Whispers Algorithm

Note that there is a different version of these lecture notes available here: https://github.com/rsokl/WhispersLectureMaterials/blob/main/Whispers_Algorithm.pdf

It is recommended that you read the linked pdf document for a briefer, more accessible introduction, and then read this section.

In the second part of the capstone project, we want to be able to separate a group of pictures into groups of pictures of distinct individuals such that each individual in the database has a group of pictures. Note that each picture should only contain one person. For example, there would be two correct groups of a picture of two people who are both also in other pictures. We don’t want this to happen because an image can only be in one cluster. We will be working with these pictures in the form of a 512-dimensional face descriptor vector which we will generate using facenet_pytorch’s trained resnet model.

Notice how this problem is different from the other part of the capstone:

  • There are no labels/truths accompanying each piece of data

  • We don’t know the possible “classifications” which are in this case the people that can be present in the images

Because of these, it becomes apparent that training a neural network will not work. We couldn’t produce a loss function without knowing the truths, and that is necessary for the model to backpropagate and learn.

Unsupervised Learning

This is where unsupervised learning comes in. We will be revisiting this topic more formally in week three, but here is a general introduction. This learning is unsupervised because the data does not come labeled - there is no point of reference to supervise by. However, this method allows for clustering of data. In this case, we will be grouping images using information from the cosine similarity between their descriptor vectors.

Note how much easier unsupervised training can be. It is less expensive in terms of both time and money because a large amount of data doesn’t need to be labeled. In addition, large datasets for learning are not needed anymore. It is important to really understand the structure of a problem and not develop an overkill solution. If all we need is to separate a set of images into the different people contained in the images, we don’t need to find or create and label a dataset. We also don’t need to worry about all the possible people the images could contain - or training a model.
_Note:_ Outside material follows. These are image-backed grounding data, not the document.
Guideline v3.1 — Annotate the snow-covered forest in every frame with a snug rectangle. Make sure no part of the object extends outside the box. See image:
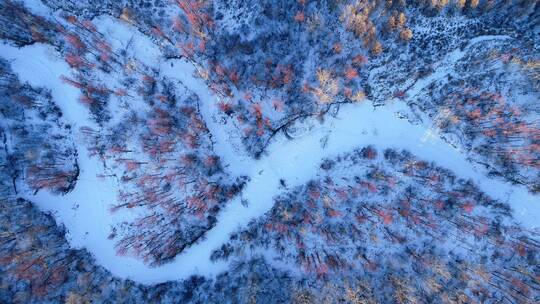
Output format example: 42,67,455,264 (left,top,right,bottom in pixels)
0,0,538,303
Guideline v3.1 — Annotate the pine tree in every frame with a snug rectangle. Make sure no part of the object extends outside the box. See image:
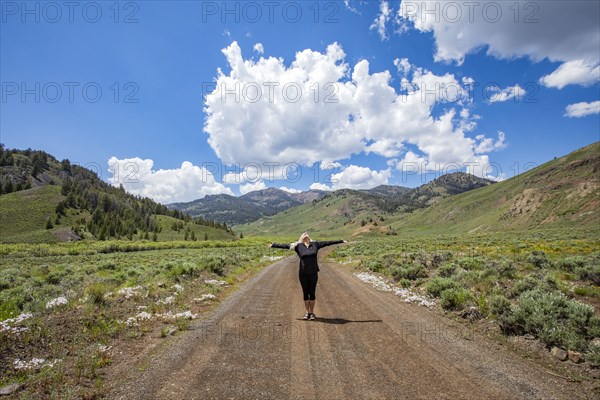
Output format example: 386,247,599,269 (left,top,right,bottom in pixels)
55,201,66,216
4,180,13,194
46,217,53,229
0,181,3,195
152,231,158,241
190,231,196,241
204,232,208,241
184,230,189,241
239,232,244,239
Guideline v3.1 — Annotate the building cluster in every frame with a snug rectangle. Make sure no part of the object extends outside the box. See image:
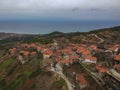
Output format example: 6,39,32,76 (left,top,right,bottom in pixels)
9,42,99,65
9,41,120,89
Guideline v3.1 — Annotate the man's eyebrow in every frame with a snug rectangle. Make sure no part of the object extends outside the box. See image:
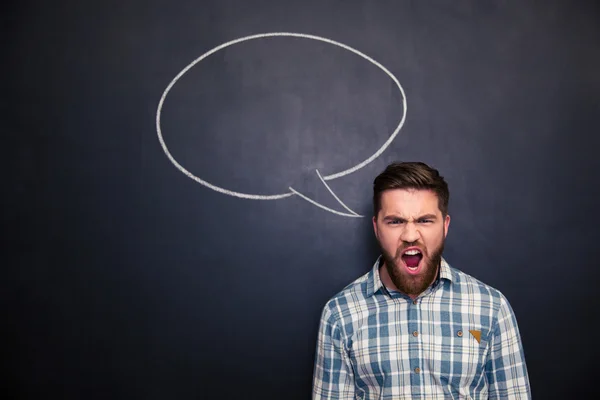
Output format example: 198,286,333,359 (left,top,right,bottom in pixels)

Breaking Down the Algorithm

Before we dive into the implementation of the algorithm, we have to understand a structure utilized in whispers: the graph. The graph we are referring to isn’t related to the coordinate plane, but rather one with nodes and edges. Graphs are a large area of study, and we will only be touching on what is relevant for the whispers algorithm. A graph can come in various forms, but the most common graphical representation uses circles to represent nodes and lines to represent edges.

example graph

The nodes usually represent things and the edges the relationship between those things. In our case, the node represents an image and the edge a similarity to another image. Note how not all nodes have edges - think of this in our scenario as there being only one picture of a particular person in a set of images.

Now how do we represent a graph with code? A common method is known as the adjacency matrix. An adjacency matrix, \(A\) is an \(n\) by \(n\) matrix, with \(n\) being the number of nodes in the graph. \(A_{i, j}\) represents the relationship between nodes \(i\) and \(j\). In our case, \(A_{i, j}\) shows whether two nodes have an edge or not - \(1\) could signify having an edge and \(0\) not having one.

adjacency matrix

The indices in the matrix are representing nodes. Implementing a node class is recommended to keep things neat. Referring to the node.py class that is prewritten can be helpful. As a rule of thumb, we want the node object to include the following information:

  • label (which cluster it is a part of)

  • ID (a unique value in \([0,n-1]\), which can be the node’s index in the adjacency matrix)

  • neighbors (a list of the ID’s of the node’s neighbors)

The following steps outline the flow of the whispers algorithm:

  1. Set up an adjacency matrix based on a cutoff

    • There is only an edge between two nodes, or images, if the two face descriptor vectors are “close enough” (note that when using cosine similarities, this translates to the distance between the vectors being less than the designated cutoff)

    • Initially each node has a unique label - the colors represent different labels

whispers initial graph

  1. Pick a random node

  2. Count the frequency of the labels (each corresponding to a cluster) of its neighbors

  3. The current node takes on the label of the most frequent label determined in the previous step

    • In the case of a tie, randomly choose a label from those that are tied

  4. Repeat this until the process converges (no change in number of labels) or a max number of iterations is reached

The previous four steps can be visualized as follows:

Iteration 1:

whispers step 1

Iteration 2:

whispers step 2

Iteration 3:

whispers step 3

In the last iteration shown, the current node would become orange because orange is the most frequent label among its neighbors. When the number of labels converges, the end result could look like this:

whispers final graph

The final graph represents how the algorithm found three clusters of images, which corresponds to three different people.

Key Points

Some key ideas to keep in mind are:

  • We want edges between nodes we are confident are related (images whose face descriptors are similar within a set cutoff, which can be guided by a little experimentation)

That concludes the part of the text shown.